Isadora abrió mucho los ojos ante las palabras del niño.
—¿Por qué tú? —preguntó alarmada ante semejante encargo a un muchacho de apenas diez años—. Todavía eres un niño
—Soy el futuro rey, es mi deber prepararme para ser digno de asumir esa responsabilidad.
—Pero...
—Majestad —dijo poniéndose de pie—, me temo que esta visita me evita concentrarme en mi trabajo, puedo verla durante la cena, si le parece bien.
La mirada fría que recibió la indicaron a la madre que ese ya no era su bebé.
—Hijo...
—Por favor, no me llame así. Yo a usted apenas la conozco.
—Hijo, por favor, no digas eso...
El joven se dirigió a la puerta y la abrió impasible.
—¡Guardia!
—Diga, alteza.
—Escolta a la reina a sus aposentos.
—Como ordene, alteza.
—Pero vine para estar contigo —Se obligó a no derramar las lágrimas que ya asomban a sus ojos mientras le mostraba a su pequeño una sonrisa forzada y temblorosa—, solo puedo verte un día al año.
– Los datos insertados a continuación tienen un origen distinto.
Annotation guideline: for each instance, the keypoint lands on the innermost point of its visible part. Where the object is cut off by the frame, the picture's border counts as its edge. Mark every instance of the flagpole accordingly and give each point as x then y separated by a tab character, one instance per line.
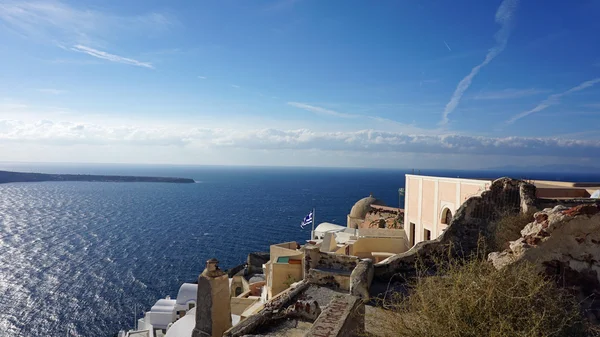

—Quizá esa visita sea innecesaria.
Esas palabras fueron como dos pedernales golpeando su pecho. Algo duro y caliente que la desgarró desde el interior. Ya no fue capaz de llorar delante de la fría mirada de aquel que era el ser más amado para ella, el que acababa de romper el último lazo que los unía.
—¡Hijo! —clamó con la mano extendida hacia él mientras era sacada de la habitación —¿Qué te hicieron, mi pequeño Breoghan?
Mientras la puerta se cerraba, pudo contemplar la figura del futuro rey de Laurassia sentarse y ocuparse de sus asuntos con toda tranquilidad.
Comenzó a llorar por el niño que murió cuando su padre forjó dentro de él un implacable rey.